Human Rights Watch (HRW) dit Mardi, les autorités iraniennes n’ont pas enquêté ou poursuivre les responsables de la sécurité responsable de la répression de 2022 contre les manifestations à l’échelle nationale après le décès de 22 ans Mahsa Amini en garde à vue.
Le rapport de HRW, publié à l’occasion du troisième anniversaire de la mort d’Amini, a déclaré que le pouvoir judiciaire iranien n’avait pas exercé des affaires contre ceux impliqués dans les meurtres illégaux, les arrestations de masse et la torture des manifestants. Au lieu de cela, il a condamné des dizaines de manifestants à de longues peines de prison ou à la mort.
Bahar Saba, chercheur principal en Iran à Human Rights Watch, a déclaré:
Les victimes et leurs familles qui ont subi une violence brutale aux mains des autorités iraniennes n’ont aucune perspective de justice, car ceux qui devraient délivrer la réparation sont eux-mêmes impliqués dans les violations et les crimes et protègent les autres responsables de la responsabilité.
Selon HRW, au moins 500 manifestants, dont des dizaines d’enfants, ont été tués lors des manifestations, et des milliers d’autres ont été blessés ou arrêtés. L’organisation a également documenté des cas de procès déloyaux, de confessions contraignantes et de déni d’accès aux avocats.

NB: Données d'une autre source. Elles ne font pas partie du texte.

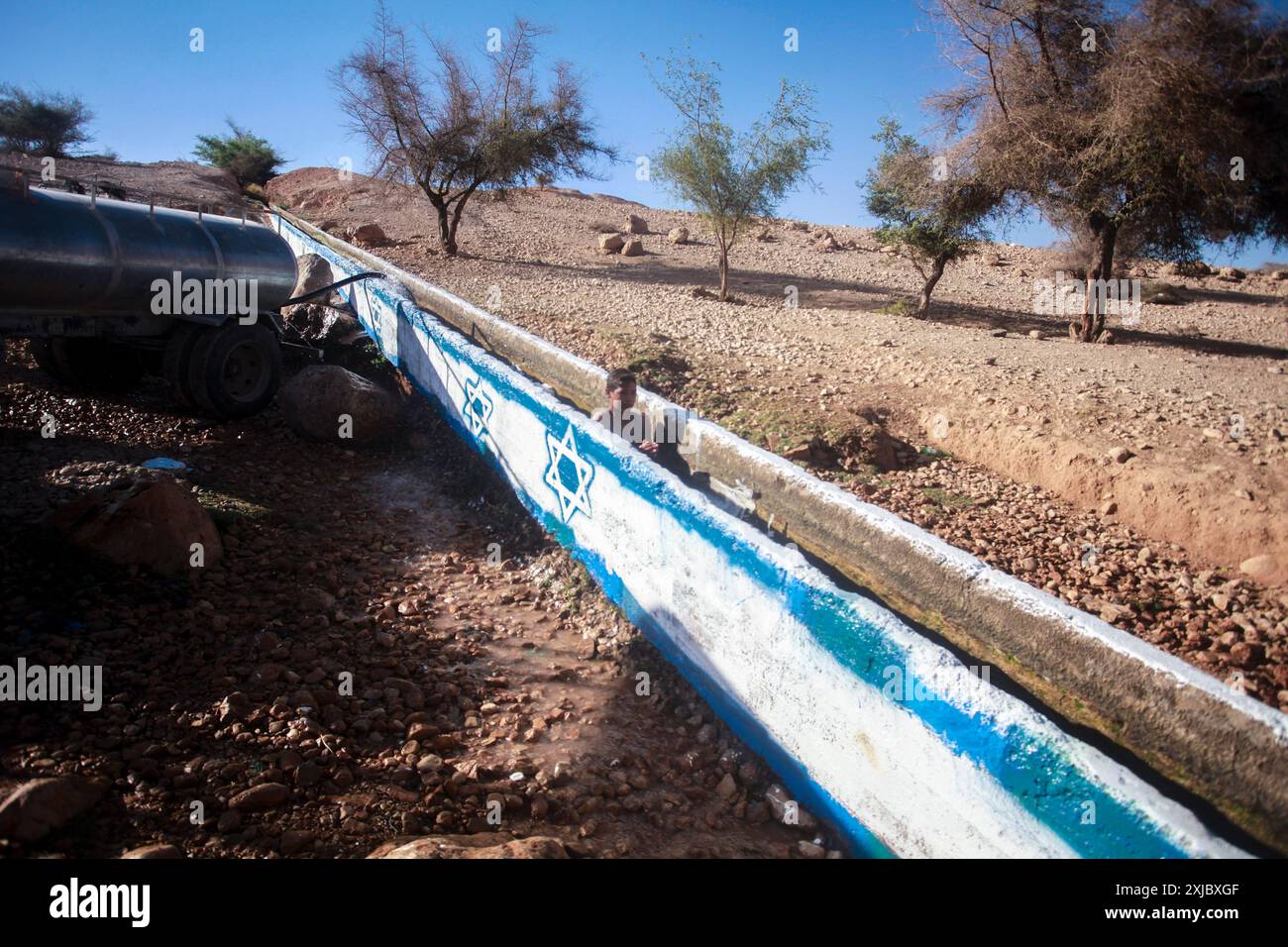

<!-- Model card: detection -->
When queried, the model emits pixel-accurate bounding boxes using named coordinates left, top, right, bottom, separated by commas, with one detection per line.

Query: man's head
left=604, top=368, right=635, bottom=411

La mission de trouble des Nations Unies sur la République islamique d’Irancréé en 2022, a conclu plus tôt cette année que les autorités iraniennes avaient commis des crimes contre l’humanité, notamment le meurtre, l’emprisonnement et la torture, pour supprimer les manifestations. Téhéran a rejeté ces conclusions comme motivées politiquement.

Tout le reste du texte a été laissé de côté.